MARCO AURÉLIO SILVA, ou Macarena, estuda Pedagogia na FEUSP. Não só observou de perto os acontecimentos de 9 de junho, como filmou e postou momentos importantes em seu canal do Youtube (http://www.youtube.com/user/marcoaasilva). “É com muito pesar e revolta que escrevo sobre a entrada da PM no câmpus da USP”, disse ele, “e o ataque que sofremos no dia 9 de junho de 2009. No mesmo dia, e no seguinte, escrevi a alguns amigos e familiares o que passei e senti, que segue abaixo.”
“Estávamos em manifestação pacífica do movimento estudantil, trabalhista e docente da USP. Ao acabar a manifestação, a massa retorna em passeata até a Reitoria, onde se dispersaria…
Acontece que, enquanto voltávamos, a polícia resolveu agredir. Militante não é santo, eu sei… Mas ainda assim, tropa de choque contra estudantes, trabalhadores e professores da USP é mais que covardia: é truculência, AUTORITARISMO, REPRESSÃO!!!
Depois de confrontos ao longo da avenida de entrada da USP, manifestantes feridos foram levados ao HU, porém a massa foi acuada no prédio da Hist/Geo da FFLCH. Com a PM toda em volta, ninguém podia entrar, ninguém podia sair…
Algumas bombas de gás foram atiradas DENTRO DO PRÉDIO!! Num vão amplo porém fechado, onde estávamos todos…
Durante muito tempo, fiquei com a máquina do Centro Acadêmico, filmando muuuita coisa. Durante boa parte, infelizmente, fiquei sozinho… passei muito mal, quase vomitei… E chorei, chorei, chorei muito em ver a história da humanidade retratada em alguns instantes, resumida ali ao vivo… A única coisa que me dava força para engolir o choro era saber que aquilo não era nada, absolutamente nada perto do que muitos já passaram. Não quero com isso diminuir a importância e o absurdo do evento, uma vez que todo o caos, sofrimento e humilhação não deixarão de existir – primeiro nos maiores conflitos, depois nos menores… Será gradativamente sim, mas enquanto princípio, somente quando o homem for capaz de sentir paz no coração, todo e qualquer conflito cessará… das guerras entre nações aos conflitos domésticos…

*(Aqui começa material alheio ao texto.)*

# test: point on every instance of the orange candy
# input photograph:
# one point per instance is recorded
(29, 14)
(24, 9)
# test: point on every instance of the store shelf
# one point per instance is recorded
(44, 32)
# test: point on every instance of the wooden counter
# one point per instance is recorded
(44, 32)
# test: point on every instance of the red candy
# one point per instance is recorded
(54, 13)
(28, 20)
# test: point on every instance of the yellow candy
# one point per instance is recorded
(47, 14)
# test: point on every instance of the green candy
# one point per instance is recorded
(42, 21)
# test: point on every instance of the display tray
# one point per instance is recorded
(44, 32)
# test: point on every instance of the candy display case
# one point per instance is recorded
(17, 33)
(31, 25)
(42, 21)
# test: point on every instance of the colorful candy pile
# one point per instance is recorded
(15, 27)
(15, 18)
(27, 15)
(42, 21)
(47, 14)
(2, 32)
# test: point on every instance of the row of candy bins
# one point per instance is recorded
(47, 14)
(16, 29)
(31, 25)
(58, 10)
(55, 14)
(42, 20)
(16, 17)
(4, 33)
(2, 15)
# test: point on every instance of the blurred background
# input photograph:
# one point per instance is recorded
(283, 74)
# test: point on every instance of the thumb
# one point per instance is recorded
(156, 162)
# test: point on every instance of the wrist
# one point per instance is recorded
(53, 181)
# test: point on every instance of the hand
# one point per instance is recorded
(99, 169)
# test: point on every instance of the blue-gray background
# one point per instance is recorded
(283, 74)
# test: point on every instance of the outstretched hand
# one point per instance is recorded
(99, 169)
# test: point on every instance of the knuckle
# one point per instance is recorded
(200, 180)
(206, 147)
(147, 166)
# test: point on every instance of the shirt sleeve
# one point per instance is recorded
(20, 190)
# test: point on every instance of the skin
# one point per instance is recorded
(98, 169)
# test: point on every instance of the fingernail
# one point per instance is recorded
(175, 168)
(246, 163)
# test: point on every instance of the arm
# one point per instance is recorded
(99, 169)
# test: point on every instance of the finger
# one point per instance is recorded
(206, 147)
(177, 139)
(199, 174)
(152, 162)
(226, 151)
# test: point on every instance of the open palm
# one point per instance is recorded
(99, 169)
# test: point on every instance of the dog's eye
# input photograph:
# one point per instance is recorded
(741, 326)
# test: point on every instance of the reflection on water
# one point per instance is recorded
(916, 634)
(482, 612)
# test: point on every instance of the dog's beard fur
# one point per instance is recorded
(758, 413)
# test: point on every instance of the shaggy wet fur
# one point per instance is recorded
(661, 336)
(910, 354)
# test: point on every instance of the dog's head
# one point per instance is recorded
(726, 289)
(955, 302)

Assim, por princípio, quero dizer que o absurdo da ação do governo, a truculência e a repressão têm o mesmo valor que a guerra do Iraque, assim como têm o mesmo valor que a silenciosa violência doméstica cotidiana contra mulheres.”
Outra coisa muito importante que me aconteceu naquele dia foi avistar o professor Marcos Ferreira, da FEUSP, e sua esposa Solange, de mãos dadas, caminhando, se assim posso dizer. Segue o que escrevi ao professore no dia seguinte:
‘Subiram o gramado entre a Reitoria e a FFLCH, cruzaram a avenida conhecida como rua dos bancos, e dobraram à esquerda, permanecendo entre as árvores, no meio da avenida. E assim seguiram, ainda de mãos dadas, em meio à fumaça daquela tarde que alguns já chamaram de dia D da USP… Agradeço ao que, mesmo sem saber-me ali, me ensinou. Enquanto alguns corriam atordoados e, revoltosos, provavelmente pensavam em como revidar ou no que fariam se tivessem condições físicas de revidar, o sr. e sua esposa mantiveram-se serenos, ainda que tão atordoados quanto qualquer outro agredido pelo gás. Foi nessa imagem, ironicamente bela, e de profunda poesia, que num fim de tarde esfumaçado e à meia-luz pus-me a chorar… Ainda não consegui assistir ao vídeo da câmera, não sei se consegui captar essa imagem. Com certeza não captei – até porque em princípio seria impossível – o calor que senti em minh’alma, distinto de todo o calor que senti durante toda a tarde de ontem. Talvez, se eu fosse poeta, saberia retratar o que senti. Tentarei, neste e-mail, em outros, em música, pensamento, e qualquer outro espaço que me for concedido, declarar o que senti… Não posso retribuir-lhe à altura o que me proporcionou, mas agradeço da forma mais singela. Desde o fim do primeiro semestre de 2008, quando encerramos a disciplina Cultura e Imaginário 2, ansiei pelo momento em que poderia novamente desfrutar de teus ensinamentos. Sei que pode parecer sádico, mas agradeço muito por ter podido ontem retomar suas aulas. Sua serenidade inabalável é digna de muita reflexão de todos; ainda não digeri bem o que passou, mas espelho-me em sua postura para continuar caminhando nessa árdua vida de lutas, lutas serenas, lutas sinceras, do espírito emancipado ou a fim de emancipar-se. Grato, grato, eternamente grato, a ti e à tua esposa.’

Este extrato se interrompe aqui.